Now, this is not a cheesy “Roll Tide” public relations ploy or a sappy road trip story; it is an experience of a lifetime that truly taught me what it means to be a journalist.
UA hosted the UNITY: Journalists for Diversity Regional Media Summit in October. Dozens of journalists, students and teachers gathered at the Ferguson Student Center at UA to discuss diversity in southern journalism — formally and appropriately entitled “Empowering the Southern Narrative.” As the youngest in attendance, surrounded by “real deal” journalists and esteemed college professors and students who think of high school as a distant memory, I felt pretty small.

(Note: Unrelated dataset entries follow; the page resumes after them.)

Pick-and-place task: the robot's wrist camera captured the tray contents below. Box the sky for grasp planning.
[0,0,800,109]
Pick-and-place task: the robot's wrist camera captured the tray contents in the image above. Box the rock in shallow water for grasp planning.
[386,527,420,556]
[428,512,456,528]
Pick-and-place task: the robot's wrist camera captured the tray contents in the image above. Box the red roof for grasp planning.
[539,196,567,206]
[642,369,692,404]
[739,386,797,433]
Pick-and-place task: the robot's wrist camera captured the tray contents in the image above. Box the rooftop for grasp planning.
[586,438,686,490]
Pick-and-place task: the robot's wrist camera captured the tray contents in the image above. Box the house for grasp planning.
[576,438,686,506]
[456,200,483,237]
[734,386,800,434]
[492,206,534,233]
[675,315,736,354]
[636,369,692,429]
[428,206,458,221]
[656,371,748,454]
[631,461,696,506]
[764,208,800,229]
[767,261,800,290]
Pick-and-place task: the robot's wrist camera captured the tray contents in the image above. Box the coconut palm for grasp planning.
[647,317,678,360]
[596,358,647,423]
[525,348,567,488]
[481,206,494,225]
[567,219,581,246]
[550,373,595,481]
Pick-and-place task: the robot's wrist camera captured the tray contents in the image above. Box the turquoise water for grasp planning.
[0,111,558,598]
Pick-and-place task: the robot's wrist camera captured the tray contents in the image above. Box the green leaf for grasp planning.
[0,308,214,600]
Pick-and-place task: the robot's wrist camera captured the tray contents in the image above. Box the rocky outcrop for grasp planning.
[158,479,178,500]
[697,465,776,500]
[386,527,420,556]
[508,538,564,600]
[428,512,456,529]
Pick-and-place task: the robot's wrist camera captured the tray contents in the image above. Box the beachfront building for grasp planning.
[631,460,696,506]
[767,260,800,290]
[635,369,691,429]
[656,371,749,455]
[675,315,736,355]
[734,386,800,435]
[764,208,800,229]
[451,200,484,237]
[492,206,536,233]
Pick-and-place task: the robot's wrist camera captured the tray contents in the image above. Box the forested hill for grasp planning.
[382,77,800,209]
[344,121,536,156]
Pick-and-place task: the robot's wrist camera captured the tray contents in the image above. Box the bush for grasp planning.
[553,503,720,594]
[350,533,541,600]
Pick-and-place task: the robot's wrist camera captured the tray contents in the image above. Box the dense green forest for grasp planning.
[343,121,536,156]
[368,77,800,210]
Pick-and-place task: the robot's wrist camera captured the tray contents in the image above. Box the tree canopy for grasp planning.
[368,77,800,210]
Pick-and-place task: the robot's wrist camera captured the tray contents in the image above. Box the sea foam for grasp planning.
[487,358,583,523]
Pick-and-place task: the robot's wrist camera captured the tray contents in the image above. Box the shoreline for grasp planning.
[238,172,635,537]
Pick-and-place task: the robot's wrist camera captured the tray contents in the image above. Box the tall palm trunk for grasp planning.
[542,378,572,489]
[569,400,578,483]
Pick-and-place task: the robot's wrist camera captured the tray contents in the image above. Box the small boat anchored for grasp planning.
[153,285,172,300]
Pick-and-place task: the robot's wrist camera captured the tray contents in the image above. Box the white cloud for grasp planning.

Yet, that little feeling was abolished within half an hour, as speakers took the stage and I found myself answering questions and volunteering to write for the cause. The breakout sessions — scattered throughout the day and taught by journalism gurus — were engaging and informative, making me want to jump into the field and bust out the next big CNN headline. Panda Express sponsored a delicious lunch and the keynote speakers — — provided a legendary discussion that left me (ironically) speechless.
While this all was an unforgettable experience, the journalistic knowledge I gained was not even the best part of it all. The entire workshop truly redefined what it means to be a journalist in such an adolescent society. My generation is growing up in a world where technology has reached unbelievable heights, where our Founding Fathers would be absolutely astounded by what has been discovered.
We have come so far — yet we have so much farther to go. Racial tension, even in 2015, still runs rampant through the streets, tearing families apart and breaking the bridge between races that has been constructed since the Civil Rights Movement. It has only been four months since same-sex marriage has been legalized and there are still certain offices turning gays and lesbians away. Transgender men and women are being murdered in cold blood just for expressing their identity and suicide steals the lives of nearly 1,500 LGBT youth nationwide, every single year.
What a nightmare.
But this is why it is so important to be a student journalist. Times like these provide the opportunity to give silenced people a voice. We reach schools and communities, even the entire nation, with information and stories that touch the heart and make people think. We educate with integrity and teach people that every life has a story that begs to be told. And to those who could not handle the burdens of this world…as a journalist I refuse to allow their lives to be in vain.I learned through this workshop that it is my job to promote people’s stories and give my readers the same connections to start their own conversations.
Once we get people talking, there are infinite possibilities for change. And with the help and guidance through UNITY, I left Tuscaloosa that Friday evening with a healing patch in my heart and a new, brighter sense of the kind of journalist I dream to be.